Ela sabia que você estava olhando. Sempre soube.
Com um sorriso lento, quase preguiçoso, ela levou as mãos à barra da blusa e começou a subir o tecido devagar, revelando primeiro a barriga lisa, depois a curva generosa da base dos seios, até finalmente libertá-los. Pesados, redondos, com auréolas grandes e escuras que pareciam implorar por boca. Ela não jogou a blusa no chão; deixou-a cair devagar sobre os próprios ombros, como se estivesse se despindo de uma segunda pele.
— Tá gostando da vista? — perguntou com aquela voz rouca que parecia sempre estar a um gemido de distância.
Você só conseguiu assentir.
Ela virou de lado, mostrando o perfil do corpo: a cintura marcada, o quadril largo, a bunda empinada que esticava o shortinho de algodão fino. Com um movimento deliberadamente lento, enfiou os polegares na cintura do short e começou a descer. Primeiro só um pouco, revelando a faixa superior da calcinha preta minúscula. Depois mais. E mais.
Quando o short caiu até os tornozelos, ela ficou só de calcinha, de costas para você. A bunda era ainda mais impressionante ao vivo: redonda, firme, com aquelas covinhas adoráveis na parte de baixo que fazem qualquer um querer morder.
Ela se abaixou devagar para tirar o short dos pés, abrindo as pernas o suficiente para que você visse, mesmo por trás, o tecido da calcinha colado entre as coxas grossas, delineando perfeitamente os lábios grandes e carnudos que já marcavam a peça.
Yovana se virou.
A calcinha estava visivelmente molhada no centro, uma mancha escura traindo o quanto ela já estava excitada só de ser observada. Ela passou os dedos por cima do tecido, pressionando levemente contra o clitóris inchado, soltando um suspiro longo.

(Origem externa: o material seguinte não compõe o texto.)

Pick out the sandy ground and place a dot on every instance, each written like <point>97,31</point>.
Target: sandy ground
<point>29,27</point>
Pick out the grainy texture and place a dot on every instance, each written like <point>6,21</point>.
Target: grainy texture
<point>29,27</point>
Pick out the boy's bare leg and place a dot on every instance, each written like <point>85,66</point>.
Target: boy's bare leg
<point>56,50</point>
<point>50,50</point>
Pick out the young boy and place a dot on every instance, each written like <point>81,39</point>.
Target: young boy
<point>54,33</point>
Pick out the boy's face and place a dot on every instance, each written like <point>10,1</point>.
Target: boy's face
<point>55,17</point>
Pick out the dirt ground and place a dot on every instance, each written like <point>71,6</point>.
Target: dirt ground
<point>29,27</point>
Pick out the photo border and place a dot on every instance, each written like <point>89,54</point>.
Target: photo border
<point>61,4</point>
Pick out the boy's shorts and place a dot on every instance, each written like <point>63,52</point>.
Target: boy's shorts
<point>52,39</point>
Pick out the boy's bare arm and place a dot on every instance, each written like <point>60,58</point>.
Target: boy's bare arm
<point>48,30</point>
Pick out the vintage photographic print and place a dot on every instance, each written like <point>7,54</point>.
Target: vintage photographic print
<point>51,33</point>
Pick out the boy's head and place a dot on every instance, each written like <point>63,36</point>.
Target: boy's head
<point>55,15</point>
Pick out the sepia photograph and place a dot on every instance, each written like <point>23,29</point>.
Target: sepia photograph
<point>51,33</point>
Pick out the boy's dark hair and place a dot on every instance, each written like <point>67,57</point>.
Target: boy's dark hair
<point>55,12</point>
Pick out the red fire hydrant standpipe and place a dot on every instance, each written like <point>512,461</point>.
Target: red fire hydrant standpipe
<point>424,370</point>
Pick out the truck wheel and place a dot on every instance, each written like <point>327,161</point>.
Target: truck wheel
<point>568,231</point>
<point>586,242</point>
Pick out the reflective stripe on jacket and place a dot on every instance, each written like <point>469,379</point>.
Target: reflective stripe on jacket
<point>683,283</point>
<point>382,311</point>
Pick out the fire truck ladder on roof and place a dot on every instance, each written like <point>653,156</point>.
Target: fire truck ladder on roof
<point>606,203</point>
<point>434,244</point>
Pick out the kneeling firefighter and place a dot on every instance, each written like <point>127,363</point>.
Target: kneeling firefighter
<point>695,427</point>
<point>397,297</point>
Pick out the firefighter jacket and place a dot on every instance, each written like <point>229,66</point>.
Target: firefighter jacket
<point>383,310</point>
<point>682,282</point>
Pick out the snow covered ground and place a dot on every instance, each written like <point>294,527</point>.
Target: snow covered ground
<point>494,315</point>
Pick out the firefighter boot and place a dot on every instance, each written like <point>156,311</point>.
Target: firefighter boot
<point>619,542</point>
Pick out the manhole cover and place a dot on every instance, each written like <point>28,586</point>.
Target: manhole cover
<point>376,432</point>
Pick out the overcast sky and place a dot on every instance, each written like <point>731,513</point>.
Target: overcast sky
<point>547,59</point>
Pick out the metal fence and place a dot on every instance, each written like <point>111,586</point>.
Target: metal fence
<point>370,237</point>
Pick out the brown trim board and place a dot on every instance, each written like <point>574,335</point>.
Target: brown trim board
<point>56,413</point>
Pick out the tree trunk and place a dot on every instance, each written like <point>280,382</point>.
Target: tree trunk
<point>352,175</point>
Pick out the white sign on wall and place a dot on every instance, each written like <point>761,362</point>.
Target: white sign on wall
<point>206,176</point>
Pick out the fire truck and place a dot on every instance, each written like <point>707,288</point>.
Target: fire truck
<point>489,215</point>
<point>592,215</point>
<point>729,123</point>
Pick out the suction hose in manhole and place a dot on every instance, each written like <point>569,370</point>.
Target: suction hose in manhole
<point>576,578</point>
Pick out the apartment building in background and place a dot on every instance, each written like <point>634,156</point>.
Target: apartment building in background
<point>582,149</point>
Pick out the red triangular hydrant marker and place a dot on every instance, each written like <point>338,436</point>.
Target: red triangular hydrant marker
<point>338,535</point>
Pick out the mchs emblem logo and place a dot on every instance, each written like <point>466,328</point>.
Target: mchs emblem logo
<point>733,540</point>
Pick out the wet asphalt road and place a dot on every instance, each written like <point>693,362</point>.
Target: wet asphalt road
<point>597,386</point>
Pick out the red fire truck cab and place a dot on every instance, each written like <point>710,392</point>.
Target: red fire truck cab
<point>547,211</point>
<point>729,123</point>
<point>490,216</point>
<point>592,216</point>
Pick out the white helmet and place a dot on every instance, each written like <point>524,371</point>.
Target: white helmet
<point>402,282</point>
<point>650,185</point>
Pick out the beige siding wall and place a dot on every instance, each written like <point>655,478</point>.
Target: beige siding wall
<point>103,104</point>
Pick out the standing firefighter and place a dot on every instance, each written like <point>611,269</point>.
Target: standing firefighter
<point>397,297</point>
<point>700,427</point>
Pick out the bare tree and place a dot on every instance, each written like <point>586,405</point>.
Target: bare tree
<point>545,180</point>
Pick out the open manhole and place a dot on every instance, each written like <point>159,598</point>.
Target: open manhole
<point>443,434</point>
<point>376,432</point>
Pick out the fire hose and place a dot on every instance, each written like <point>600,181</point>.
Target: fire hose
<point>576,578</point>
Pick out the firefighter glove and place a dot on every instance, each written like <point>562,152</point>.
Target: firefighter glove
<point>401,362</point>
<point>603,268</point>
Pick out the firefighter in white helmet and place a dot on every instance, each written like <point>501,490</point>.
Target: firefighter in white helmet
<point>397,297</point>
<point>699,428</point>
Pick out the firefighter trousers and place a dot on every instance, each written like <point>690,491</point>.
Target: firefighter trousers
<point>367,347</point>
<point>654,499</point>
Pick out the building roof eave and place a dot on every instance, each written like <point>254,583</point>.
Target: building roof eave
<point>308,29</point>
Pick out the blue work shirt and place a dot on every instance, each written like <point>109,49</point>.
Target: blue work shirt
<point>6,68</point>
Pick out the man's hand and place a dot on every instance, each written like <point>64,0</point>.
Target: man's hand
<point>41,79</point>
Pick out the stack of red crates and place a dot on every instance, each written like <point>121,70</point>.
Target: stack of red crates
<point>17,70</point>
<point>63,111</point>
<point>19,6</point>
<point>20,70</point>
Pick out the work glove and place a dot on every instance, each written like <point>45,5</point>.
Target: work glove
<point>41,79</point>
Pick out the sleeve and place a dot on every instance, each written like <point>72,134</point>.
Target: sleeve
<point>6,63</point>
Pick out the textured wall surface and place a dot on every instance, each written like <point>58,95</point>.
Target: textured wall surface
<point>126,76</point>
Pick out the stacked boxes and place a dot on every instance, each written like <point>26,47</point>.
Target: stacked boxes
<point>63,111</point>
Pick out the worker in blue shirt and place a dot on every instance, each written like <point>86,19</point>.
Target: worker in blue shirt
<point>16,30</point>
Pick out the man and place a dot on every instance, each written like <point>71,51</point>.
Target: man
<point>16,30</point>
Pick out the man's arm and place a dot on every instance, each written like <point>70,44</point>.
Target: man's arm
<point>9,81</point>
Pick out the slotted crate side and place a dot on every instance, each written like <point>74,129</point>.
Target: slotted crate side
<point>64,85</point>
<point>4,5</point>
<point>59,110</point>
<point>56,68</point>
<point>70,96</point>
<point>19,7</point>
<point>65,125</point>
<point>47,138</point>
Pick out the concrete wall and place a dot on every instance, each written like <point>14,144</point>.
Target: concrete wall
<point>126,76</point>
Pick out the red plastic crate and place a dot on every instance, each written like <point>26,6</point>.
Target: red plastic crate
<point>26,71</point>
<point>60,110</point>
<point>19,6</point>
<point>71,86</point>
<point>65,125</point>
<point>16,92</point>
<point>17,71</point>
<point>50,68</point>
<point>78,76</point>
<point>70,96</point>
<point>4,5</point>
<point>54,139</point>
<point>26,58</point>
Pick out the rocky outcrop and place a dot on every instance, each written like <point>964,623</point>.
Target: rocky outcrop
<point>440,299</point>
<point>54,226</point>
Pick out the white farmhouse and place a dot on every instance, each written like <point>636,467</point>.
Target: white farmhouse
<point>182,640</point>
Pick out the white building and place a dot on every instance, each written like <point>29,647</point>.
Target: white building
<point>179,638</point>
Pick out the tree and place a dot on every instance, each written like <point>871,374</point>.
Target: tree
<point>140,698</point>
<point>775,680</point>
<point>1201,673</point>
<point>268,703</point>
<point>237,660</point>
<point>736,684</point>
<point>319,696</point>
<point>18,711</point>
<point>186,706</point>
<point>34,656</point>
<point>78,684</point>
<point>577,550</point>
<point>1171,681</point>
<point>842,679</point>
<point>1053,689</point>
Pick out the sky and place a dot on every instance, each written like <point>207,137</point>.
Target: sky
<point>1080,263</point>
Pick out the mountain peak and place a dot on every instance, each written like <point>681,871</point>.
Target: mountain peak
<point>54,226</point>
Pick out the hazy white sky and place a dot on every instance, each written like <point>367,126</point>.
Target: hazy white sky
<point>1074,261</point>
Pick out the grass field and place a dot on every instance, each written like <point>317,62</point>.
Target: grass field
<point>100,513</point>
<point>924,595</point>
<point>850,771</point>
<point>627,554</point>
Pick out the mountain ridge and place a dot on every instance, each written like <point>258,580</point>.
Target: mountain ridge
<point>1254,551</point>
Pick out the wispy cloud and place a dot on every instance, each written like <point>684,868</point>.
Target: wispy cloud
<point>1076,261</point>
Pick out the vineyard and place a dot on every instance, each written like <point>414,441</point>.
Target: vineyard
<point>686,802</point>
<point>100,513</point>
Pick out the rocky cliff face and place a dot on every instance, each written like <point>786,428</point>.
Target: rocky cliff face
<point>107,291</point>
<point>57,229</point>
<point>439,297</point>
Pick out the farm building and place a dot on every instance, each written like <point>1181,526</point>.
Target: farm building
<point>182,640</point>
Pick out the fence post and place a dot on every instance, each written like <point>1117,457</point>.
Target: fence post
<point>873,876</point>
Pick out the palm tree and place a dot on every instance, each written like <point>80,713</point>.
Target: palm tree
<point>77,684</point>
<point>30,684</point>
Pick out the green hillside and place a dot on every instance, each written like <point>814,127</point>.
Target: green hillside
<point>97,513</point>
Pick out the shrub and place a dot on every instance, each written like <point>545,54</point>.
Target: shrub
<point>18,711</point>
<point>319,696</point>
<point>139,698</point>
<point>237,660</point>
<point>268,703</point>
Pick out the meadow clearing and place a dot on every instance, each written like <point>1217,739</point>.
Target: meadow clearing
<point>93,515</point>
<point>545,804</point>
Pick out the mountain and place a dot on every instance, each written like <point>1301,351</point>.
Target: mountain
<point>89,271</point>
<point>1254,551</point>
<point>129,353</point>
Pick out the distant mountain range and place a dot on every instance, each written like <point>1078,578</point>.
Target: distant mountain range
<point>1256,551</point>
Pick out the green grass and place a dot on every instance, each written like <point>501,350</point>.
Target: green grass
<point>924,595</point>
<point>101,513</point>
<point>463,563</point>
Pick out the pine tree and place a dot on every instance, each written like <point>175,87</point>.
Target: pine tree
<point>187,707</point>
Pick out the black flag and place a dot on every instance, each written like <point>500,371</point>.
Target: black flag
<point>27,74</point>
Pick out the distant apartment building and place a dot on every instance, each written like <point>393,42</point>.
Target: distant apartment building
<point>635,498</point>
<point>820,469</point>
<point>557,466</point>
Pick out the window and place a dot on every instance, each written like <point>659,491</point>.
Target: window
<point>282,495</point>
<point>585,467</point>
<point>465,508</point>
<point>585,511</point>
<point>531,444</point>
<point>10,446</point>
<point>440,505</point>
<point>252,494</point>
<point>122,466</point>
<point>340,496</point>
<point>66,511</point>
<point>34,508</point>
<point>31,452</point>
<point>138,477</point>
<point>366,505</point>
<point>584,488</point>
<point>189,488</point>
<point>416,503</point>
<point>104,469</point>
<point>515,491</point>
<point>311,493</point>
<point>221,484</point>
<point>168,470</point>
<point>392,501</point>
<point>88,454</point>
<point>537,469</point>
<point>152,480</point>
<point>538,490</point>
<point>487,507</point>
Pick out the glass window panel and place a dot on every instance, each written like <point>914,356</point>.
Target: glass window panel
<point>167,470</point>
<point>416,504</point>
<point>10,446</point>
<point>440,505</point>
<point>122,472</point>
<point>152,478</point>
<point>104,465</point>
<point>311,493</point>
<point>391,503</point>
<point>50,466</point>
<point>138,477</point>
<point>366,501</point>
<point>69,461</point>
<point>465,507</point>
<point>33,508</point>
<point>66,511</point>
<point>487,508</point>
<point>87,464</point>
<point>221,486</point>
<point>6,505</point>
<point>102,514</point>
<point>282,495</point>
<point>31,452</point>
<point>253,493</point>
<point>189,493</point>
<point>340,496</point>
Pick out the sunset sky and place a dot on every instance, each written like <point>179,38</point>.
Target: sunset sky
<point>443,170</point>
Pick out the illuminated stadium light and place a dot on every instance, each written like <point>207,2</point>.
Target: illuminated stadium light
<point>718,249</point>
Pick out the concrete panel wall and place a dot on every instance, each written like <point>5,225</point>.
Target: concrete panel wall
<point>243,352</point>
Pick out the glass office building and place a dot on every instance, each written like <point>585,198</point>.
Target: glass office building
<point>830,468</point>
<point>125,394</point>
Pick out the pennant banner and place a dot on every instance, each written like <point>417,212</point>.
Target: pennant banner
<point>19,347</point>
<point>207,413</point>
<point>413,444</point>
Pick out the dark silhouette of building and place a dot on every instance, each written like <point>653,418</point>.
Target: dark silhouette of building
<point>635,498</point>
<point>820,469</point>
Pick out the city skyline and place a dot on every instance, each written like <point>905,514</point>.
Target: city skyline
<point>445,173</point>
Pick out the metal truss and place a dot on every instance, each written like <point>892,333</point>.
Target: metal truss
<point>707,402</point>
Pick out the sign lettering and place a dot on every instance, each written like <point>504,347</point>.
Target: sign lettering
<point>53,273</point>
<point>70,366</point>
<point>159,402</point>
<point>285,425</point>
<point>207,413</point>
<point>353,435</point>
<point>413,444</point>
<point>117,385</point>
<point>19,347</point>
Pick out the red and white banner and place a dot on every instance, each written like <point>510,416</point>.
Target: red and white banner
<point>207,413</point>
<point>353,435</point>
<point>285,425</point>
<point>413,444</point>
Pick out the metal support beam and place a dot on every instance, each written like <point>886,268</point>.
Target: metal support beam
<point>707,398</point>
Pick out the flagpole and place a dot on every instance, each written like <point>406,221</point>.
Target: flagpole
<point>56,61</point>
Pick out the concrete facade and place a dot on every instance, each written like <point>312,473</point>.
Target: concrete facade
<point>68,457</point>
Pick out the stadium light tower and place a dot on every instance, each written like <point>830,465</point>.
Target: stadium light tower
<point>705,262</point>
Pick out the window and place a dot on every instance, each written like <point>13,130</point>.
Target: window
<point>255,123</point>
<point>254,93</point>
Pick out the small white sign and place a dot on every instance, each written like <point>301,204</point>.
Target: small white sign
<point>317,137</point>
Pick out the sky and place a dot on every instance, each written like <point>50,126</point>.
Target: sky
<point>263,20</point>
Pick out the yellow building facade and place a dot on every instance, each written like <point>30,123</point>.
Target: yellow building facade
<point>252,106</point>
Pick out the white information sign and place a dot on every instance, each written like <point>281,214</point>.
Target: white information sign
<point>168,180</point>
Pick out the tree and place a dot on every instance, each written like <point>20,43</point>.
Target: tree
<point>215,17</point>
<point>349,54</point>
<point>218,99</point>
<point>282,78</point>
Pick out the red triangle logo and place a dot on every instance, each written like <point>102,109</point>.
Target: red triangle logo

— Quer ver tudo? — perguntou, já sabendo a resposta.
Sem esperar, enganchou os polegares na lateral da calcinha e começou a descer. Bem devagar. Primeiro apareceu o monte de vênus cheio, com um triângulo curto e bem aparado de pelos pretos. Depois a parte superior da fenda. E então… os lábios.
Deus, aqueles lábios.
Grossos, escuros, carnudos, ligeiramente abertos como se estivessem respirando. O clitóris já despontava, vermelho e inchado, pedindo toque. Um fiozinho brilhante de excitação pendia entre os lábios maiores, esticando-se obscenamente quando ela abriu mais as pernas.
Ela se sentou na beira da cama, pernas bem abertas, pés apoiados no colchão. Com duas mãos abriu os lábios grandes, expondo completamente o interior rosa brilhante, o buraco que piscava de leve, implorando por algo dentro.
— Olha como eu tô molhada só de você me olhar… — murmurou, passando dois dedos pela entrada e levando-os até a boca, chupando o próprio gosto devagar, sem tirar os olhos de você.
Ela se deitou de costas, ergueu os quadris e continuou se abrindo com os dedos. O clitóris pulsava visivelmente a cada batida do coração. Ela o beliscou de leve entre indicador e polegar, soltando um gemido rouco que reverberou pelo quarto.
— Vem… — pediu, voz baixa e necessitada. — Quero sentir você bem fundo enquanto eu me abro toda pra você ver cada pedacinho entrando e saindo…
Ela passou a língua nos lábios, os olhos semicerrados de tesão puro.
— Mas antes… me diz: quer que eu goze primeiro me esfregando inteira na sua cara… ou quer meter logo nessa buceta que já tá escorrendo por você?
O silêncio que se seguiu foi respondido apenas pelo som molhado dos dedos dela deslizando para dentro e para fora, cada vez mais rápido, enquanto ela esperava — molhada, aberta e completamente sem vergonha — a sua escolha.